Which goal statement is appropriate for a patient with the nursing diagnosis of Acute Confusion?
a. Patient will remember nurse’s name.
b. Nurse will remind patient of his or her name each shift.
c. Patient will state name and date with each nursing encounter.
d. Nurse will remind patient of name and date with each nursing encounter.
Answer: c
Goals are always patient-centered and measurable and have a specified time frame. A patient goal would not include a nursing behavior. A confused patient would not be expected to remember different nurses’ names but would be assessed for person, place, and time orientation with each encounter.

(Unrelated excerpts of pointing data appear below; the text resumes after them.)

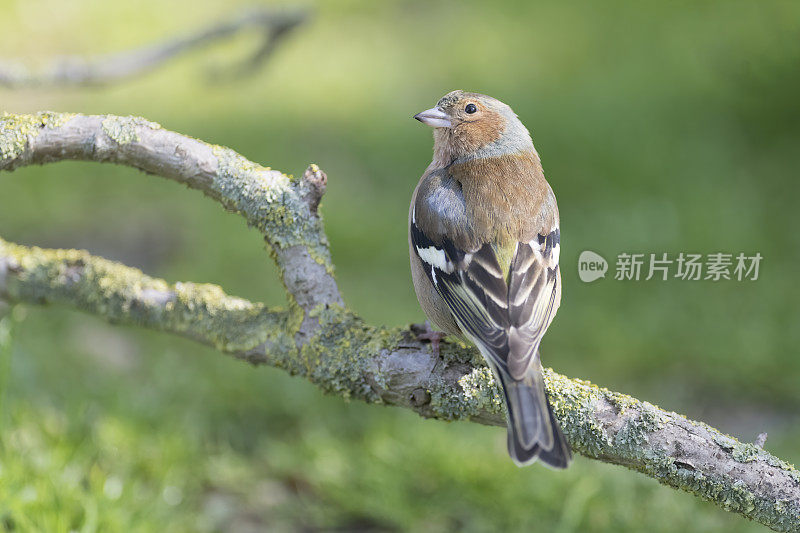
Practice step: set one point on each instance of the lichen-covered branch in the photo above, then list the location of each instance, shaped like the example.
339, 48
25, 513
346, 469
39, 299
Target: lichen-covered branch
318, 338
104, 70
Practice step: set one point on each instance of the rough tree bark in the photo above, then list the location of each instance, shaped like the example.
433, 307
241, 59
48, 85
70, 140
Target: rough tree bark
318, 338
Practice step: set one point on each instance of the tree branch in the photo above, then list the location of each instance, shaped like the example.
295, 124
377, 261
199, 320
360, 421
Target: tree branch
111, 68
321, 340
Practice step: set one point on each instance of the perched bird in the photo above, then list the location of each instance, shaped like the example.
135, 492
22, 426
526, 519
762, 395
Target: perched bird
484, 246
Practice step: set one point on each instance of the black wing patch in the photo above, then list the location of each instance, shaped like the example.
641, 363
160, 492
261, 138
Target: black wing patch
507, 316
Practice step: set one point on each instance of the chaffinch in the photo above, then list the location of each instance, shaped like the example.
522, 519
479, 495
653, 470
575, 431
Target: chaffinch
484, 247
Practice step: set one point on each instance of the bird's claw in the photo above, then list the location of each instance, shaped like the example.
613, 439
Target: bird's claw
427, 333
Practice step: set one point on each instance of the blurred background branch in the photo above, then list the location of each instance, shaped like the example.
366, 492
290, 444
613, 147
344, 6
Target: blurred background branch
319, 339
274, 25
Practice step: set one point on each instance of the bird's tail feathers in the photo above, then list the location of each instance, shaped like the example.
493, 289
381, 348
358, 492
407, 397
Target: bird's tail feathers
533, 431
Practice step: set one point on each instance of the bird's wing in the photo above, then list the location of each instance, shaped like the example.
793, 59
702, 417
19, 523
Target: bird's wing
506, 311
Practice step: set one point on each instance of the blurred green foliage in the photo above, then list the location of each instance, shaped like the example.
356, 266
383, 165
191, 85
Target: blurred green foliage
663, 127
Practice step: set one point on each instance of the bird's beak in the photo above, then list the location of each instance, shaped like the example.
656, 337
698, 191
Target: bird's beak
435, 118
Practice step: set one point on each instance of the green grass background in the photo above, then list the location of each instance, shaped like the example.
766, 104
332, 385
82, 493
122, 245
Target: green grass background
663, 127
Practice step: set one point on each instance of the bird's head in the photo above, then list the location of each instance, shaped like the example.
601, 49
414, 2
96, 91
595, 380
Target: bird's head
471, 125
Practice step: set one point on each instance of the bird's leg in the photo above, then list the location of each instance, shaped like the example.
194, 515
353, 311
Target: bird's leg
427, 333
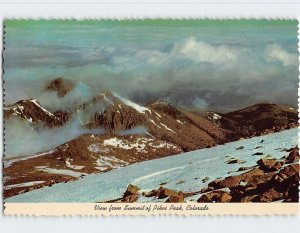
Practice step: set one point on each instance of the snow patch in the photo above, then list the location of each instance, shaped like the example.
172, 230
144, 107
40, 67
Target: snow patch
105, 162
45, 110
216, 116
62, 172
157, 173
152, 121
180, 122
26, 184
137, 107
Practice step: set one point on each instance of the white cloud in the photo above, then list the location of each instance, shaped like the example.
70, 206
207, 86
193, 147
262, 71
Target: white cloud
200, 51
276, 52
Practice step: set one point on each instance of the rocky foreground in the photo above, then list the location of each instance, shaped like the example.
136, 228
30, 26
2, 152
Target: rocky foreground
269, 181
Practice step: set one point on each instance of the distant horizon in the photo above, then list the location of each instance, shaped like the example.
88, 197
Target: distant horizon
221, 65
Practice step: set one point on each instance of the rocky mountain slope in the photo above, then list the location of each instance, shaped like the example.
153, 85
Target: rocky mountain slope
32, 112
131, 133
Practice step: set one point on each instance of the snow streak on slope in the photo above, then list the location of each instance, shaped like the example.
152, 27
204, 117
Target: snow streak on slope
184, 167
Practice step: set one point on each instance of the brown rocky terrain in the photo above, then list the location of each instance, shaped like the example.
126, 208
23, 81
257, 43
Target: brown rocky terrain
32, 112
167, 131
269, 181
77, 158
256, 120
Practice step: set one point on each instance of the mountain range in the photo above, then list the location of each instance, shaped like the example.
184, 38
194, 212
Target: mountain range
120, 132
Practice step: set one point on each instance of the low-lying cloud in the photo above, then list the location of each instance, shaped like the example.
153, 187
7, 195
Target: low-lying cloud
276, 52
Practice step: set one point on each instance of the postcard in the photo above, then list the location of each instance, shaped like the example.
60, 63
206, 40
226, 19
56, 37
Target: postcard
152, 116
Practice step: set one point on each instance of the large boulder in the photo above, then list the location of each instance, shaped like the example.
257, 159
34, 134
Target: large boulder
131, 190
293, 156
232, 181
269, 165
269, 196
165, 192
178, 198
131, 194
215, 196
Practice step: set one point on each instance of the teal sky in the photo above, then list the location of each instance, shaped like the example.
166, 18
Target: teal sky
206, 64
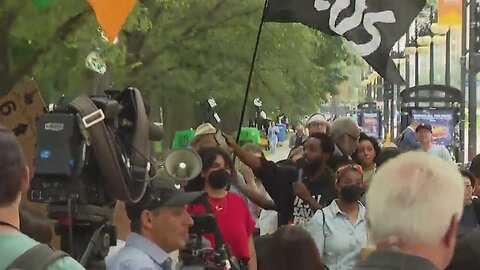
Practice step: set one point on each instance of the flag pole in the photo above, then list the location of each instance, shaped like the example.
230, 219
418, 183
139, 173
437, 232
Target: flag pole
252, 66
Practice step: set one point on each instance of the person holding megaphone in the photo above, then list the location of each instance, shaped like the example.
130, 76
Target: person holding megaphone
297, 193
235, 223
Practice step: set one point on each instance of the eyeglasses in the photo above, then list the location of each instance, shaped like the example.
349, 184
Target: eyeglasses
355, 138
343, 169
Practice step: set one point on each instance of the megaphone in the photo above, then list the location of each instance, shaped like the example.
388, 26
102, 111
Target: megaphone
183, 165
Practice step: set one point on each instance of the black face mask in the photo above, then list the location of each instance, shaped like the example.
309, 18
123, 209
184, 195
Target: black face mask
351, 193
219, 179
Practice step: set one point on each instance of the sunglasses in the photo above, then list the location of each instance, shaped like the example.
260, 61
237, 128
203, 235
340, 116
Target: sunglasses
343, 169
355, 138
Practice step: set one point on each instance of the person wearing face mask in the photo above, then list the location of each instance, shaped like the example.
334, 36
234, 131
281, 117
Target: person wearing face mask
339, 230
233, 217
365, 155
297, 192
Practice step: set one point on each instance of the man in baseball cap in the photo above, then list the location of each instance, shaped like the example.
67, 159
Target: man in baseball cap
159, 224
424, 134
317, 123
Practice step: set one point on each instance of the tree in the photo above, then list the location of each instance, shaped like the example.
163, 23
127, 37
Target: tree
178, 52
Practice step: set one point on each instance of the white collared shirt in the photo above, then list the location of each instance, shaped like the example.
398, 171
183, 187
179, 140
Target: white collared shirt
338, 241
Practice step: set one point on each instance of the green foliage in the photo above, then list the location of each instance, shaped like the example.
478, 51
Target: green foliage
174, 49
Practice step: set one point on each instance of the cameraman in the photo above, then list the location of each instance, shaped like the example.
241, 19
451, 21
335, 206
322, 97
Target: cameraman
159, 225
14, 179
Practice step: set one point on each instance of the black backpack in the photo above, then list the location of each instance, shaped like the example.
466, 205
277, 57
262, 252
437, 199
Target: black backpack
39, 257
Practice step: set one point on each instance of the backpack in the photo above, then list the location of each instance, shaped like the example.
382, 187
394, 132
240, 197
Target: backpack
39, 257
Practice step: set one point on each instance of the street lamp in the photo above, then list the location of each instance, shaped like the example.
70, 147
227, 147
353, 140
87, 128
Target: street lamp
442, 37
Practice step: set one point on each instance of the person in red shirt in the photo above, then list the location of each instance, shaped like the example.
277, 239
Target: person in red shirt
231, 212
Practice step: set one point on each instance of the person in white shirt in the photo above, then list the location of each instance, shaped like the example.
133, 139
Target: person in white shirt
425, 138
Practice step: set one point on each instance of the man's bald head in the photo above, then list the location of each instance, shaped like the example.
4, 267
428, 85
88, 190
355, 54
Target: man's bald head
345, 133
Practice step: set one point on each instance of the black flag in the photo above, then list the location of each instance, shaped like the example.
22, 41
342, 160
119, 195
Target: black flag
371, 26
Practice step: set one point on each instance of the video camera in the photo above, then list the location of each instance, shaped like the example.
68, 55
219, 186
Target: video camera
91, 152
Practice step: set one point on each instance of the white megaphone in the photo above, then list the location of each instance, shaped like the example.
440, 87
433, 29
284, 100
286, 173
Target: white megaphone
183, 165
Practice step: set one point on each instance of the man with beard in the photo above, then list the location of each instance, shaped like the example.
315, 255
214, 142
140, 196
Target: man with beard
297, 193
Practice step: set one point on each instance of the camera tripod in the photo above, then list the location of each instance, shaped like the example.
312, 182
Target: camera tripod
85, 232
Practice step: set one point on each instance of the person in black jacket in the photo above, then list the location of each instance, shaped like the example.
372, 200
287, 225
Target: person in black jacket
297, 193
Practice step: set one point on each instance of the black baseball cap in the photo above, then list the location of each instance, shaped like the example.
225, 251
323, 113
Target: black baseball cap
162, 192
424, 126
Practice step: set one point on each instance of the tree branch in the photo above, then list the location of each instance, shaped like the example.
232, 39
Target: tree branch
153, 56
59, 36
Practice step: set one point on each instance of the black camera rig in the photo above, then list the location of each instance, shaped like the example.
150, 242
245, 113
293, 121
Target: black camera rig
91, 152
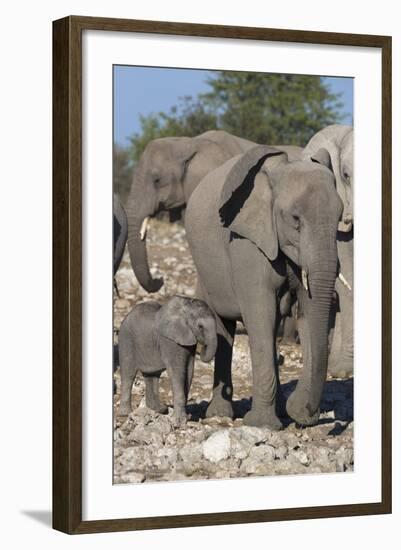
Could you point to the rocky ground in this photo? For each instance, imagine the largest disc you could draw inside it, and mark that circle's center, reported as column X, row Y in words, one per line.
column 147, row 446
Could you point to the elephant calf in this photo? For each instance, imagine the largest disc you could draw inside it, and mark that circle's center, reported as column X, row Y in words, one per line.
column 154, row 338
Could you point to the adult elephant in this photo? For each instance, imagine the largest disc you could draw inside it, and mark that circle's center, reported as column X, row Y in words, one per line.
column 338, row 140
column 164, row 179
column 168, row 172
column 120, row 232
column 249, row 223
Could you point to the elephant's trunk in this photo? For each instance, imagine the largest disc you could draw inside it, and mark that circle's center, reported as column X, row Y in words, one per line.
column 140, row 206
column 314, row 311
column 209, row 342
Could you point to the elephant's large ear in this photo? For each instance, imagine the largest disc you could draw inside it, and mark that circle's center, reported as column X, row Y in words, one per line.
column 246, row 200
column 171, row 322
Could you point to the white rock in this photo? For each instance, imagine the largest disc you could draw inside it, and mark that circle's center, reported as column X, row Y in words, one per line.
column 217, row 446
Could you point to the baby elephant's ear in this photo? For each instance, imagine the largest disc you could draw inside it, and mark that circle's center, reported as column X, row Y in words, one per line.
column 174, row 327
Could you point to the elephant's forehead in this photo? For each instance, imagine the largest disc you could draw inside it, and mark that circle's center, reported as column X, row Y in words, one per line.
column 306, row 172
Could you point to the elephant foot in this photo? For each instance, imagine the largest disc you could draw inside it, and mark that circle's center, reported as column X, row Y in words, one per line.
column 281, row 401
column 344, row 368
column 301, row 412
column 263, row 417
column 180, row 419
column 219, row 406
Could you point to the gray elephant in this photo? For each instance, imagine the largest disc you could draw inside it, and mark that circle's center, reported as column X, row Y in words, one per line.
column 253, row 224
column 154, row 338
column 120, row 232
column 168, row 172
column 338, row 140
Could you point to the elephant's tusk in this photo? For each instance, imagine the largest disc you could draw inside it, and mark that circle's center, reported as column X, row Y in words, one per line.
column 305, row 280
column 144, row 228
column 344, row 281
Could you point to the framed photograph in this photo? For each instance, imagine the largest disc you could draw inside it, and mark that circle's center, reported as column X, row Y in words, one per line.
column 221, row 275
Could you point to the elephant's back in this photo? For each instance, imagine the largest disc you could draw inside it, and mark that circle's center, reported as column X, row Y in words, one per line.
column 139, row 327
column 208, row 241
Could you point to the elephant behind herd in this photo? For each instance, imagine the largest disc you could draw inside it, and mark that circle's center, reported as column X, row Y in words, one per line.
column 272, row 211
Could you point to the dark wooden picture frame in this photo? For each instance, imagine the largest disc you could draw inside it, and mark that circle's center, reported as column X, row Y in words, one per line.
column 67, row 274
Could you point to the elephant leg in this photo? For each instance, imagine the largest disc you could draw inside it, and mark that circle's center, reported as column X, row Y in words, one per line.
column 175, row 360
column 256, row 285
column 128, row 372
column 152, row 394
column 290, row 330
column 221, row 402
column 190, row 373
column 335, row 345
column 264, row 366
column 342, row 362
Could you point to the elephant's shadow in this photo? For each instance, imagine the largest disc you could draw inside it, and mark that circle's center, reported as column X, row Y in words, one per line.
column 337, row 404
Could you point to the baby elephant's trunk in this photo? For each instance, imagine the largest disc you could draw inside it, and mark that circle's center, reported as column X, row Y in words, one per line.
column 209, row 340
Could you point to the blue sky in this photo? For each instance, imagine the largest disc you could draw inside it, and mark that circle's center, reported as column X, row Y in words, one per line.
column 144, row 90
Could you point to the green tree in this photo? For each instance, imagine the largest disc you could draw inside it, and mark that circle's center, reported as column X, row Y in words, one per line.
column 190, row 118
column 271, row 108
column 122, row 170
column 266, row 108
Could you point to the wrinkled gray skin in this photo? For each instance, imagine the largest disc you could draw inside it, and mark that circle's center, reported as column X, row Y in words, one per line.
column 168, row 172
column 251, row 224
column 154, row 338
column 120, row 232
column 338, row 140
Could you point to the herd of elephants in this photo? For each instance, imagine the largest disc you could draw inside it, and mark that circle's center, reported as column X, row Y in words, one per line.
column 270, row 230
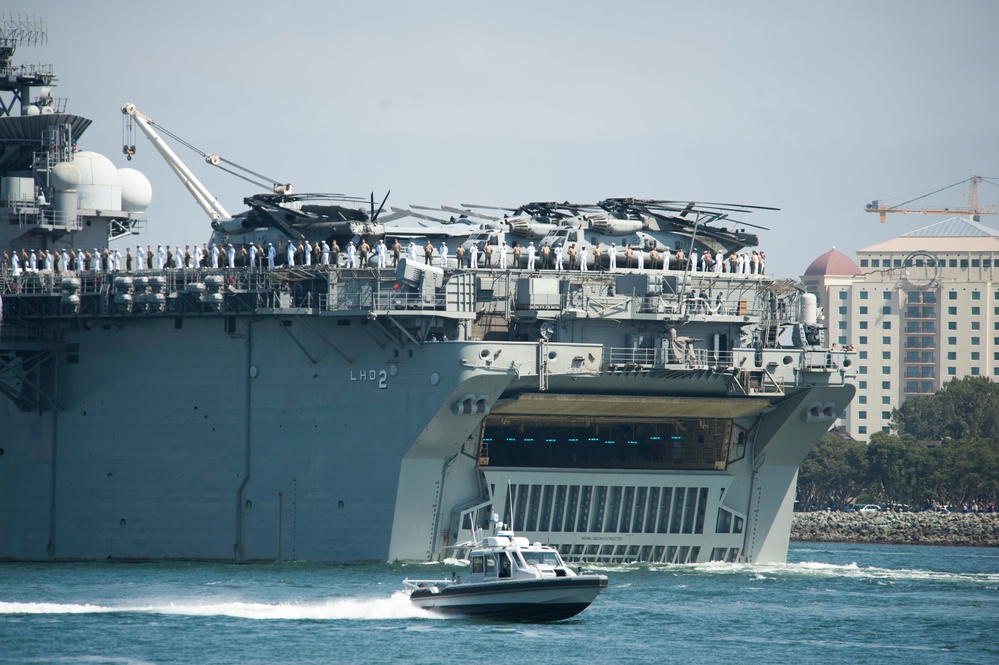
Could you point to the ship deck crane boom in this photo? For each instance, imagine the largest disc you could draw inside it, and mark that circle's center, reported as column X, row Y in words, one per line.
column 973, row 208
column 208, row 203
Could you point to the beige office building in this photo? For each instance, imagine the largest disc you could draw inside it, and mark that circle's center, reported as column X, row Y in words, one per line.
column 920, row 309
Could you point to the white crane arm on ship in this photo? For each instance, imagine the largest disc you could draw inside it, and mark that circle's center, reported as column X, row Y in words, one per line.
column 208, row 203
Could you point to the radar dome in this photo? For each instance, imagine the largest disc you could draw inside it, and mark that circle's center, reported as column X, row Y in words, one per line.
column 136, row 192
column 100, row 186
column 65, row 176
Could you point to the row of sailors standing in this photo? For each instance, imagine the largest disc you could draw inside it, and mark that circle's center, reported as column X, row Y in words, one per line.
column 304, row 253
column 742, row 263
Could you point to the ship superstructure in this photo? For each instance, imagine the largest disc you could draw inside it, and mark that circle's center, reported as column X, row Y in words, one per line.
column 334, row 414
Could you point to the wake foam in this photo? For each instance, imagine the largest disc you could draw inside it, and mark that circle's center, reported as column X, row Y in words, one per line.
column 395, row 607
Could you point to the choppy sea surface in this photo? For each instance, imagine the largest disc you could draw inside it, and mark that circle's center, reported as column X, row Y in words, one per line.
column 828, row 604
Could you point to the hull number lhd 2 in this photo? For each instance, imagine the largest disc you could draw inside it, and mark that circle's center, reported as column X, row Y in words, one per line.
column 379, row 375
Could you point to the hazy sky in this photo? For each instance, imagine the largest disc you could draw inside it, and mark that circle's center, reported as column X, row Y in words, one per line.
column 812, row 107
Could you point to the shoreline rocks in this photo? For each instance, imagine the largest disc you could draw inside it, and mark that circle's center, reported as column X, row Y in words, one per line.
column 926, row 528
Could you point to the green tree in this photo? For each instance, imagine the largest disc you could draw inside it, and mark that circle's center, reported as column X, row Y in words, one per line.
column 832, row 472
column 965, row 408
column 891, row 467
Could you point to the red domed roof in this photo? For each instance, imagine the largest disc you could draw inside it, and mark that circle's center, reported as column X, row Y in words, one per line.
column 833, row 262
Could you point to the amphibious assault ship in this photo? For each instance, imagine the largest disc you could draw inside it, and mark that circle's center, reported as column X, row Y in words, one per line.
column 334, row 414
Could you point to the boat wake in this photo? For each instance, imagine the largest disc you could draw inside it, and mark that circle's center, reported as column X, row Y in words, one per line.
column 397, row 606
column 811, row 569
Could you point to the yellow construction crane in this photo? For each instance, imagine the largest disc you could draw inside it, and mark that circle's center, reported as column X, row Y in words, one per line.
column 973, row 208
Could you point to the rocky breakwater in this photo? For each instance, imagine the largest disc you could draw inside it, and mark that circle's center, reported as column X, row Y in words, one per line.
column 967, row 529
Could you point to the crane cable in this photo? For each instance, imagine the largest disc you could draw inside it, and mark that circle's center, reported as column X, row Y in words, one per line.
column 263, row 184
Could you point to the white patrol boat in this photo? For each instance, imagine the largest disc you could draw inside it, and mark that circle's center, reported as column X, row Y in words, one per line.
column 510, row 579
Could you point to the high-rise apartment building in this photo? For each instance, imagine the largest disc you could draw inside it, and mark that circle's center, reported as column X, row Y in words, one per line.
column 920, row 309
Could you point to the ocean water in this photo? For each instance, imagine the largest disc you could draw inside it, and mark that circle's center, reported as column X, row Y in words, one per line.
column 829, row 604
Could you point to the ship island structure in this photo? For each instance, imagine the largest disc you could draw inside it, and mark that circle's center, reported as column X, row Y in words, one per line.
column 335, row 414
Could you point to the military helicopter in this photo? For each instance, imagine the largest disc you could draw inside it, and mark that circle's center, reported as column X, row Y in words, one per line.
column 640, row 224
column 276, row 216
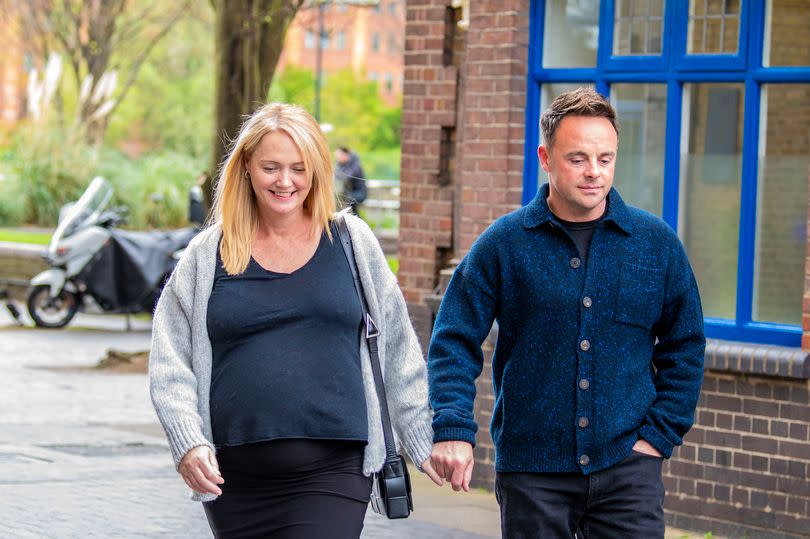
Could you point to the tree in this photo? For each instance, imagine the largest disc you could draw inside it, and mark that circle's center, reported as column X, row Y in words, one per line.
column 249, row 40
column 102, row 40
column 352, row 105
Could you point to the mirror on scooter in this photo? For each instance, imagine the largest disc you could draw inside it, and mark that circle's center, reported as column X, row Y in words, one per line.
column 196, row 214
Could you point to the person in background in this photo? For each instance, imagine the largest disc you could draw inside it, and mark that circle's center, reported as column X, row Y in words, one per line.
column 258, row 371
column 349, row 174
column 599, row 359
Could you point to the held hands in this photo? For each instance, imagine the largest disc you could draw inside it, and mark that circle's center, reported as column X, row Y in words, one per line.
column 453, row 461
column 200, row 470
column 643, row 446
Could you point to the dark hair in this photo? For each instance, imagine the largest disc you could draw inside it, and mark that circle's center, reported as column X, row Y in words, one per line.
column 579, row 102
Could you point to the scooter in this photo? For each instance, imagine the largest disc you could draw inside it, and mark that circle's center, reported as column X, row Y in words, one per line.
column 97, row 267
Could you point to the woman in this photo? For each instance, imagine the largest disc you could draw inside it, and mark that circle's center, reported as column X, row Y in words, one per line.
column 257, row 369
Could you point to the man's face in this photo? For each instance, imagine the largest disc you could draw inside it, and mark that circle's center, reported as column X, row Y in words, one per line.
column 580, row 166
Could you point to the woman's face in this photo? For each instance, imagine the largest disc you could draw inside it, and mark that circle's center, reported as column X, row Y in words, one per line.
column 278, row 176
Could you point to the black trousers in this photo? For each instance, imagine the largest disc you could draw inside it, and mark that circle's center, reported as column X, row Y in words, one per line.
column 624, row 501
column 291, row 489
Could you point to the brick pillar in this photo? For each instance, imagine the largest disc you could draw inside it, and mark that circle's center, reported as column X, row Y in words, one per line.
column 462, row 152
column 493, row 109
column 429, row 103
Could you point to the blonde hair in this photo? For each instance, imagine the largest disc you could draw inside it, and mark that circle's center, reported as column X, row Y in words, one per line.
column 234, row 200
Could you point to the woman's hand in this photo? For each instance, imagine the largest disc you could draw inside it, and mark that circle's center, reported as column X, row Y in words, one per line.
column 643, row 446
column 200, row 470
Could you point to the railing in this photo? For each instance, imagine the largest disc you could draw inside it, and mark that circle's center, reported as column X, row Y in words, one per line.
column 381, row 211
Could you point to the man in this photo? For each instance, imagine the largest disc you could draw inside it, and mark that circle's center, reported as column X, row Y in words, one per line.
column 599, row 358
column 349, row 174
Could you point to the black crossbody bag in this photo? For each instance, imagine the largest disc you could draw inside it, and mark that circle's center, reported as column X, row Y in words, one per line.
column 391, row 490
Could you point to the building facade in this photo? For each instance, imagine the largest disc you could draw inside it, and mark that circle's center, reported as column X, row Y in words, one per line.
column 364, row 36
column 713, row 98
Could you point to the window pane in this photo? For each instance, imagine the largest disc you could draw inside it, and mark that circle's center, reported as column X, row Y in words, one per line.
column 571, row 35
column 782, row 203
column 713, row 27
column 711, row 152
column 786, row 42
column 641, row 110
column 637, row 27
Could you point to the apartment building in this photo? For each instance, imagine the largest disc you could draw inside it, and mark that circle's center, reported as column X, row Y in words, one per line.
column 367, row 37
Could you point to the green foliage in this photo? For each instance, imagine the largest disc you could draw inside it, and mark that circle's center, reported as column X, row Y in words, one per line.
column 154, row 188
column 35, row 188
column 171, row 104
column 47, row 167
column 381, row 164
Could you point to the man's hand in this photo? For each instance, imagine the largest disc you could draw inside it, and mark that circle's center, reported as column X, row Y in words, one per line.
column 643, row 446
column 427, row 467
column 200, row 470
column 453, row 461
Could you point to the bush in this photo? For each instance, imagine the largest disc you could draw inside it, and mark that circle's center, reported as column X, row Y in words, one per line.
column 154, row 187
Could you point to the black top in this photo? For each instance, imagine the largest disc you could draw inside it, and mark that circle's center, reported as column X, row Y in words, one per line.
column 582, row 233
column 286, row 352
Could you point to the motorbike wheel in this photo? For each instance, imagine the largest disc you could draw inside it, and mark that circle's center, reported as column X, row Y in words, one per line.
column 48, row 312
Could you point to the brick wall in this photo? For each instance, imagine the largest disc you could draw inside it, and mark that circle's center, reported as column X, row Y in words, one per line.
column 450, row 195
column 743, row 468
column 429, row 103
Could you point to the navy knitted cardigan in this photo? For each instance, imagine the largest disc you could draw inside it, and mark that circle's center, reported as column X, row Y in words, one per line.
column 589, row 358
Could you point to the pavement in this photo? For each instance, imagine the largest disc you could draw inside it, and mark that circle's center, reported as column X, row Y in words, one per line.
column 82, row 453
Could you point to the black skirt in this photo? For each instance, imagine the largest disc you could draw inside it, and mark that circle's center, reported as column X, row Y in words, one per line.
column 291, row 489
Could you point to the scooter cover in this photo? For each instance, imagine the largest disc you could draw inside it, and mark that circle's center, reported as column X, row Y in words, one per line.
column 128, row 272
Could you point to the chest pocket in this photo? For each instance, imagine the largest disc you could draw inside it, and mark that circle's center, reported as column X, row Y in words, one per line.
column 641, row 295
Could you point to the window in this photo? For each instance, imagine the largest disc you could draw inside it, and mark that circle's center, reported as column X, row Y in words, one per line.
column 713, row 98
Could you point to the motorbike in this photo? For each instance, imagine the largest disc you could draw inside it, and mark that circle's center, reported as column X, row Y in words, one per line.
column 97, row 267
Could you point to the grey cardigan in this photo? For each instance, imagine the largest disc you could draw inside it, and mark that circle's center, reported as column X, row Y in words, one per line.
column 180, row 357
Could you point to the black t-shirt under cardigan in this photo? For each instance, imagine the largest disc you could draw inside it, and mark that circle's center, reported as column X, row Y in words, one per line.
column 286, row 352
column 582, row 233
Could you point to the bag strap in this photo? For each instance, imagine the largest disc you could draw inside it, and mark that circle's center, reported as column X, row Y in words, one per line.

A change in the environment sufficient to evoke a response.
Stimulus
Age-related hearing loss.
Presbycusis
Crossing over of sensory pathways
Decussate
Speech or language impairment
Aphasia
Sense of smell
Olfaction
Detectable by touch
Tactile
Knowing influenced by awareness and judgement
Cognition
Complete loss of the sense of smell
Anosmia
Sense of taste
Gustation
Age-related farsightedness
Presbyopia
What problems may a patient experience if the Frontal lobe is damaged?
The frontal lobes of the cerebrum are the areas of the brain responsible for voluntary motor function, concentration, communication, decision-making, and personality.
A patient with a problem in this area will have difficulty speaking, focusing, and completing ADLs, and will possibly experience mood swings.